Fiquei em silencio. Não pelo choque, mas por não conseguir compreender onde ela queria chegar. Às vezes eu sou um pouco lento para interpretar as coisas, principalmente quando estou no meu momento de fumar depois do sexo. Ela deveria saber disso e começar uma conversa tão estranha em um momento melhor.

— Meus parabéns! — eu disse, tentando sorrir, mas sem conseguir por estar muito confuso.

— Acho que você não está me entendendo, Anderson. Eu vou me casar!

— Eu entendo, te desejo felicidades! — onde diabos ela queria chegar?

— Isso significa que não podemos mais nos ver. Ao menos não do jeito que nos vemos, entende?

— Como?

— Eu acredito na monogamia, por mais contraditório que isso possa parecer.
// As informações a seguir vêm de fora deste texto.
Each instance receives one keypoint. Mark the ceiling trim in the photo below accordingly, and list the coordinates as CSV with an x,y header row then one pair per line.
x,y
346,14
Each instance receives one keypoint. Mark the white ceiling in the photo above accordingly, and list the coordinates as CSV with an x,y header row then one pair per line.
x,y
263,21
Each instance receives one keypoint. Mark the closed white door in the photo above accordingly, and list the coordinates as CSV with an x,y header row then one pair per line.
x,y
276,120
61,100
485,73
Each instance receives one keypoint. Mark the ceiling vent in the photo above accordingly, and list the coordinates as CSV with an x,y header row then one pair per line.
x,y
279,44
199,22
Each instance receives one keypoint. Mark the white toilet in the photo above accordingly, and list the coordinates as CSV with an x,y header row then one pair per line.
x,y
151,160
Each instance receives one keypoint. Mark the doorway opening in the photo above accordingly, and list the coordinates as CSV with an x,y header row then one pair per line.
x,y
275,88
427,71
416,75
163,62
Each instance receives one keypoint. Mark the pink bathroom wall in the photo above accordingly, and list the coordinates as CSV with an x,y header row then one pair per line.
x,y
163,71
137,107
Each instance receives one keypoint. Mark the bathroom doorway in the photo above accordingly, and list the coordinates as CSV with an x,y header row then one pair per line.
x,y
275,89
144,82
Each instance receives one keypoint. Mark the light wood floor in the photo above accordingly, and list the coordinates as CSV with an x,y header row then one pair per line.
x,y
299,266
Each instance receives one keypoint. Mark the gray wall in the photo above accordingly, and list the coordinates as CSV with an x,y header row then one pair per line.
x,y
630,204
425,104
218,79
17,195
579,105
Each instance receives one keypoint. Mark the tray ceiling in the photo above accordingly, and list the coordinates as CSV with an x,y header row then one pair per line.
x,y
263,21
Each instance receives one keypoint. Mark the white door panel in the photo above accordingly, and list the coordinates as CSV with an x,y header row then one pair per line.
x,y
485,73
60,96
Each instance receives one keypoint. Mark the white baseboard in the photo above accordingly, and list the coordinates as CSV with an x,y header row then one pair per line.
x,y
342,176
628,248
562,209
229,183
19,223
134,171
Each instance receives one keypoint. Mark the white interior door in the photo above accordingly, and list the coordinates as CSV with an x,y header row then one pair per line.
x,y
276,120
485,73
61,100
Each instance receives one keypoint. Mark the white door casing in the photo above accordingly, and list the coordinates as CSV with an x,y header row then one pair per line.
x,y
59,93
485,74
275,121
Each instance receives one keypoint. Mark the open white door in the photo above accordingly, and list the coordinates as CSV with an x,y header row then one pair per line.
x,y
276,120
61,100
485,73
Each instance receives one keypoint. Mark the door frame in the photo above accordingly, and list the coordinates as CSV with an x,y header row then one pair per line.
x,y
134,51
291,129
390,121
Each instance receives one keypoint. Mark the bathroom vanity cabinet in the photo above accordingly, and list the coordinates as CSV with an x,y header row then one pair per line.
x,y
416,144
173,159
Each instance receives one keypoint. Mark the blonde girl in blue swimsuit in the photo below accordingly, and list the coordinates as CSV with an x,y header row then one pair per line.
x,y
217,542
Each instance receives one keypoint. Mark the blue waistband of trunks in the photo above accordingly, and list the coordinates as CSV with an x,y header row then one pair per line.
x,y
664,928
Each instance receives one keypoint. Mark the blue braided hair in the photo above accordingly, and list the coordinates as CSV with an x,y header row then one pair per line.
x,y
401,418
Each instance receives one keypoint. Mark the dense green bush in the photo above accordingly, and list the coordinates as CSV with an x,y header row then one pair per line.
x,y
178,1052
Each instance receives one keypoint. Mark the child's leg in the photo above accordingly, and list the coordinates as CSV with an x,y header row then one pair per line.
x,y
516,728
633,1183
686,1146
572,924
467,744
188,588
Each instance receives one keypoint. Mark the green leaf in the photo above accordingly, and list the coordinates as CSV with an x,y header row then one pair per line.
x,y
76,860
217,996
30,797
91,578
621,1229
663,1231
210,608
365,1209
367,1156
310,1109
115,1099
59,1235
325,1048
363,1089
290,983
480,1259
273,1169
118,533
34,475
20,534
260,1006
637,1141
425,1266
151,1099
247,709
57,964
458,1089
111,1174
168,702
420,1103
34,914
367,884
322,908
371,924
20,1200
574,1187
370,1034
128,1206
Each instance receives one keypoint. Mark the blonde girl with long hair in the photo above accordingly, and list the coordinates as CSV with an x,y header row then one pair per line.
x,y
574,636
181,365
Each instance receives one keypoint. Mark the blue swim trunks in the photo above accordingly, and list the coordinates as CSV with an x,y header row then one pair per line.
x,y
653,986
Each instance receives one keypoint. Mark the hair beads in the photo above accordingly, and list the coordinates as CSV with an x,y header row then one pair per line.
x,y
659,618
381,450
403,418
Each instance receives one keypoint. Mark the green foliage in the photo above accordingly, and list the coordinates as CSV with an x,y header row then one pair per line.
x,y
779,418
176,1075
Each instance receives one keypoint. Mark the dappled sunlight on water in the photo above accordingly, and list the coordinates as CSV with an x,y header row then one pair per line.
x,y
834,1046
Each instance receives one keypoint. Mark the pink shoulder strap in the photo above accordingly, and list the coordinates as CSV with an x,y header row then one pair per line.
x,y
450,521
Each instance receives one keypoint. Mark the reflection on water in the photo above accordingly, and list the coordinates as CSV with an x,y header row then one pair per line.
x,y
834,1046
Monogamia? Nem sei o significado dessa palavra! Aquilo não fazia sentido para mim. Ela iria se casar; ok. Mas o que nosso “relacionamento” tinha a ver com isso? Era apenas sexo, e estávamos de acordo nisso; eu era um homem casado, e todos os termos foram discutidos antes de começarmos. Já fazia dois anos que nos encontrávamos duas vezes por semana, exceto na época das provas na faculdade da Aliane. Que curso ela fazia mesmo?

— Eu... Bem... É... Não entendo!

— Vou me casar em breve, e pretendo ser fiel ao meu marido. Ele sabe do que temos, e terminar com você foi uma decisão que tomamos em conjunto.
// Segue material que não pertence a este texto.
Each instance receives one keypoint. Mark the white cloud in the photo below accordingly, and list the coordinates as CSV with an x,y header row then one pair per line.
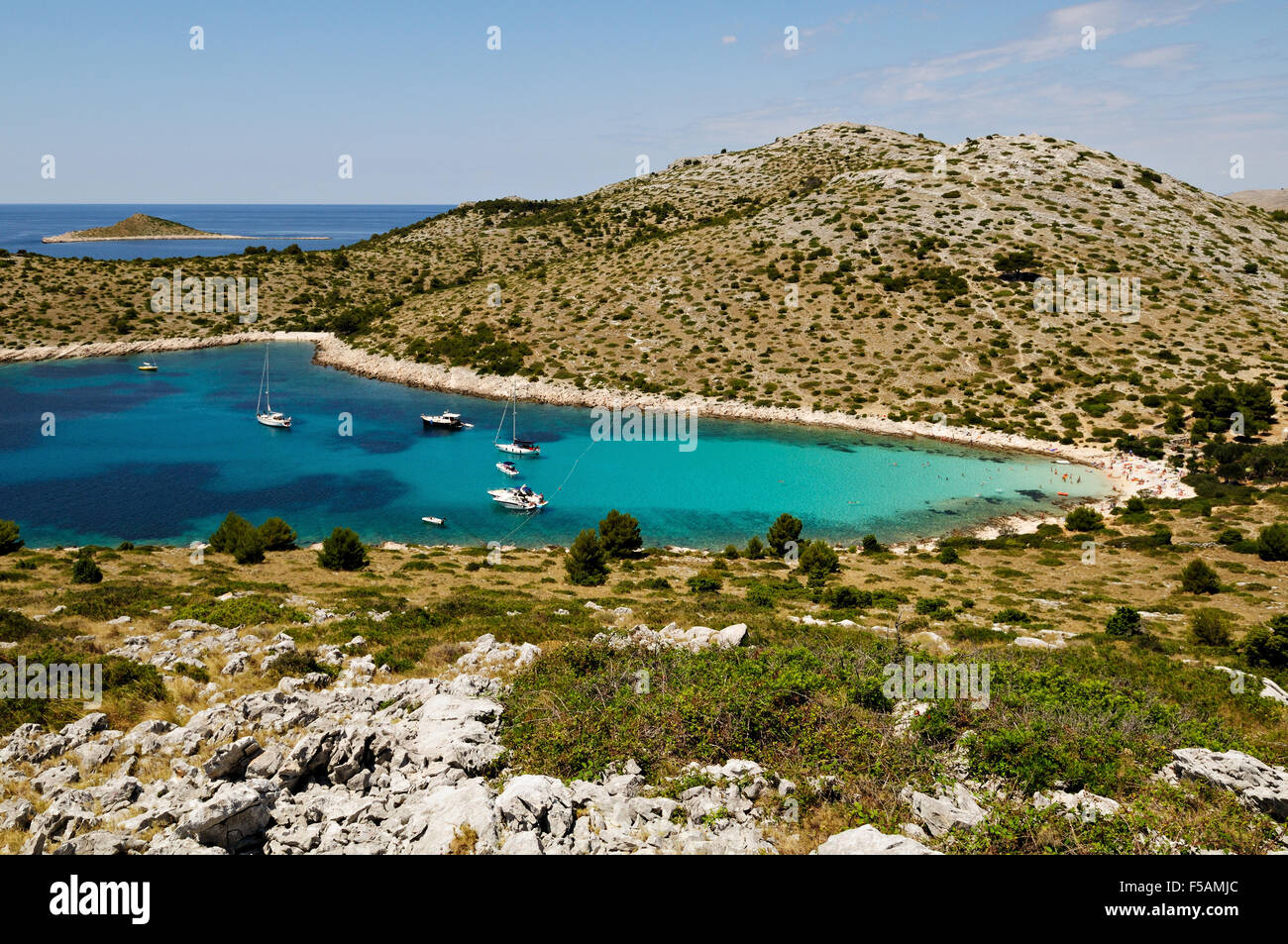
x,y
1160,56
1059,34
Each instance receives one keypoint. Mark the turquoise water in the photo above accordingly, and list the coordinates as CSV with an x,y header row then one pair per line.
x,y
161,458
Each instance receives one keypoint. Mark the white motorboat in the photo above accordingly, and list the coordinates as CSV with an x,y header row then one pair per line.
x,y
268,416
445,420
520,498
515,447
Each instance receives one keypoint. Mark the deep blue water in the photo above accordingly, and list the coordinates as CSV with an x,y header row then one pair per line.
x,y
22,226
162,456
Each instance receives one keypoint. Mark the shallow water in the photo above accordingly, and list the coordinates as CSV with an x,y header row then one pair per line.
x,y
22,226
162,458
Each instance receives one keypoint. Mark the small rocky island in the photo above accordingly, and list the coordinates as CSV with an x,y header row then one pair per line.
x,y
143,227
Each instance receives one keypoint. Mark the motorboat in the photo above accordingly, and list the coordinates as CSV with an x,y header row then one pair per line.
x,y
445,420
520,498
268,416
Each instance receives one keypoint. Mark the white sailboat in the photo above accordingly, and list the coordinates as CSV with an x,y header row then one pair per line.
x,y
268,416
515,447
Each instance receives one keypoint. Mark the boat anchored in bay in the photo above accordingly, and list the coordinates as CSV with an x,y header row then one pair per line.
x,y
515,447
268,416
520,498
445,420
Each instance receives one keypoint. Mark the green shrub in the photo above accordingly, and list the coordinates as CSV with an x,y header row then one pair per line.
x,y
343,550
1010,616
818,561
848,597
1210,626
619,535
706,582
299,664
194,673
1199,578
1273,543
1083,519
931,605
587,563
228,532
1267,646
84,570
784,530
277,535
1125,623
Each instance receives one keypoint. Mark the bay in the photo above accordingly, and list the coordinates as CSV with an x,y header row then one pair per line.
x,y
163,456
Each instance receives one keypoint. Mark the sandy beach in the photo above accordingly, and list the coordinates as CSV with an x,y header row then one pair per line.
x,y
1126,474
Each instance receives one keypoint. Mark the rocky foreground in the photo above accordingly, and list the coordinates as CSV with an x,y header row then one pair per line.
x,y
416,767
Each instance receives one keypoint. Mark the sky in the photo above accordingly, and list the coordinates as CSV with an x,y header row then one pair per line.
x,y
129,111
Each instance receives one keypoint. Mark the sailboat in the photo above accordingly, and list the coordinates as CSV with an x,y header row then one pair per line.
x,y
268,416
515,447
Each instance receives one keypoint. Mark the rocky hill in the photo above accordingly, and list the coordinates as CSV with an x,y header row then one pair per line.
x,y
137,227
1266,200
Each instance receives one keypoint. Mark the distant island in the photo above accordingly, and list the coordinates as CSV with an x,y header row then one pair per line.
x,y
143,227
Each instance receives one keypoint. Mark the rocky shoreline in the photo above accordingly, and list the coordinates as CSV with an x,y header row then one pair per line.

Ela olhou para mim com olhos grandes e brilhantes, parecia uma menininha que acaba de recolher um gatinho machucado na rua. Depois se levantou e começou a se vestir, foi tão rápido que, quando dei por mim, Aliane me beijava o rosto e já saía pela porta. Fiquei alguns segundos parado, olhando para o nada, tentando compreender a situação.

— Ai, CACETE!

Saí do estado congelado que estava ao sentir uma queimação entre os dedos, a bituca do cigarro havia me queimado, e agora estava em cima do lençol. O tecido se chamuscou um pouco e uma chama se aumentou. Agarrei o travesseiro com pressa e comecei a bater onde estava queimando até o fogo se apagar. Então, ofegante como se tivesse corrido uma maratona, me deitei e deixei o ar entrar e sair pelo meu pulmão até meu coração começar a bater normalmente.
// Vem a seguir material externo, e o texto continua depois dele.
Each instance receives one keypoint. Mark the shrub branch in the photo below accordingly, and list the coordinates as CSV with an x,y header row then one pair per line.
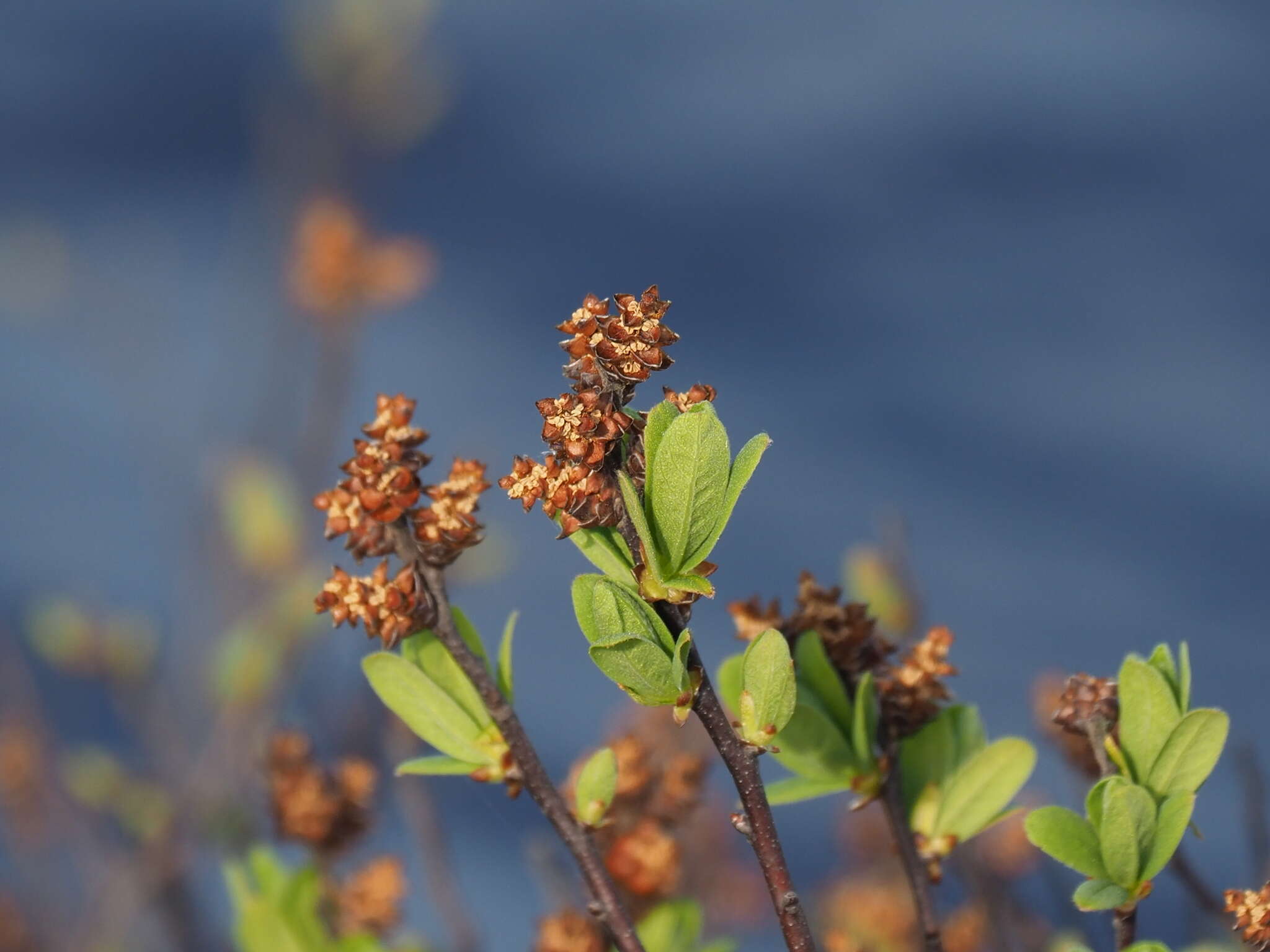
x,y
606,904
760,827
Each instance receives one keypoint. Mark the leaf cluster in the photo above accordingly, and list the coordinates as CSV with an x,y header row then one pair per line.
x,y
956,783
1134,821
277,909
828,736
631,645
425,685
676,927
693,485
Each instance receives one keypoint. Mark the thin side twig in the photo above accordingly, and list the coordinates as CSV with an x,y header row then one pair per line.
x,y
915,870
1189,876
1126,924
607,904
741,760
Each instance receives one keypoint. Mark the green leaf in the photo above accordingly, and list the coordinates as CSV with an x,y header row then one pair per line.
x,y
605,609
671,927
639,667
794,790
657,558
1094,799
658,419
984,786
424,706
768,679
1067,837
1184,677
931,756
1148,714
687,485
1171,822
435,765
742,469
505,679
864,730
596,786
728,682
606,550
818,676
1126,832
813,747
1191,753
698,584
928,758
1096,895
1162,660
680,660
435,660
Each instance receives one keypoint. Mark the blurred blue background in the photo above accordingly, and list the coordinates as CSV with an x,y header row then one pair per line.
x,y
1000,267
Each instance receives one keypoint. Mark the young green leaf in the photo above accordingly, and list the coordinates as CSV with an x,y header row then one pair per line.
x,y
435,765
435,660
1184,677
606,550
984,786
469,633
1068,838
928,758
818,676
1171,822
698,584
605,607
1096,895
505,659
687,484
426,708
1126,832
1148,714
728,682
931,756
864,729
813,747
1191,753
671,927
742,469
1162,660
658,419
596,786
796,790
768,682
639,667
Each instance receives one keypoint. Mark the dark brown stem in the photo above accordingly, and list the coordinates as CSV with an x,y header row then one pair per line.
x,y
1126,922
915,870
606,902
1189,876
741,760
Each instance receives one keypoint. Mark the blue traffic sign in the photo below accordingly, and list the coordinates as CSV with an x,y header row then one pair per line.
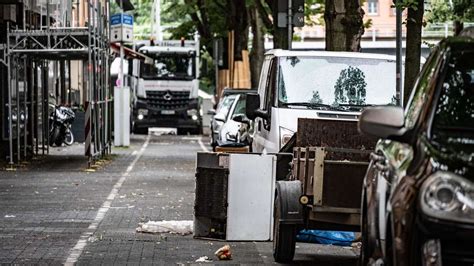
x,y
121,18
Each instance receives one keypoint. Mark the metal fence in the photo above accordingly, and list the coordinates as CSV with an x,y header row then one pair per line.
x,y
38,50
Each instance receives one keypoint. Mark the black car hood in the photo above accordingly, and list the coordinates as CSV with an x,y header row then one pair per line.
x,y
459,163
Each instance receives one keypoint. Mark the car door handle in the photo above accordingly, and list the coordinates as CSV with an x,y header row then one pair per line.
x,y
381,165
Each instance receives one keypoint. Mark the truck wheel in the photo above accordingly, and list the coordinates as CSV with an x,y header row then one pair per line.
x,y
284,236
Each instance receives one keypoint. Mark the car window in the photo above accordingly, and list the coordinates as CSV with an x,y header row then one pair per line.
x,y
263,80
224,106
336,81
239,106
453,121
419,95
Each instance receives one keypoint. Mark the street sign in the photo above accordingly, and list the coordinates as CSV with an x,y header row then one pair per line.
x,y
121,28
297,10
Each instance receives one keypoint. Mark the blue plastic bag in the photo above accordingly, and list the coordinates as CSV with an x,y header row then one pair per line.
x,y
338,238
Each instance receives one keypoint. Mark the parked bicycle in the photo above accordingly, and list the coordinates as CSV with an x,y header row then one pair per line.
x,y
60,121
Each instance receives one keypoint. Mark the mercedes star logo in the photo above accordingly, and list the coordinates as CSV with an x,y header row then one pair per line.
x,y
168,96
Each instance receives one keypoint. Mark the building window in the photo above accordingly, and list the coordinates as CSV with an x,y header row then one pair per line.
x,y
372,7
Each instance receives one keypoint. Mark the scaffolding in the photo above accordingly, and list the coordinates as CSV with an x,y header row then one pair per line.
x,y
34,52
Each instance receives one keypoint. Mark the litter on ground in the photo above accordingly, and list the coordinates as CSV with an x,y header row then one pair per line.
x,y
173,227
224,253
204,259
Depois de um longo tempo largado na cama, fiquei de pé, vesti minhas roupas, paguei a conta e saí. Normalmente, Aliane me dava uma carona até o metrô, mas hoje ela se fora sem me esperar, e, segundo o que me dissera, para jamais voltar. Nas poucas vezes em que tive que sair sem um carro do motel, fiquei bastante envergonhado, sentindo que todos me olhavam, me julgavam; se ao menos eu conseguisse passar no exame de direção... Mas depois de 19 reprovações, achei sensato desistir. No entanto, agora, eu estava tão transtornado que nem me importei com os olhares, ora curiosos, ora julgadores.

Caminhei por alguns metros até perceber um táxi se aproximando, sinalizei e o motorista parou. Entrei no veículo cabisbaixo, disse o endereço e me acomodei como pude, encostando a cabeça no vidro e observando a paisagem de concreto e poeira que passava lentamente por meus olhos. Mas eu não via nada daquilo, via apenas Aliane dizendo aquelas palavras que eu não queria ter que compreender: não podemos mais nos ver.

E eu ainda não sabia que droga significava “monogamia”.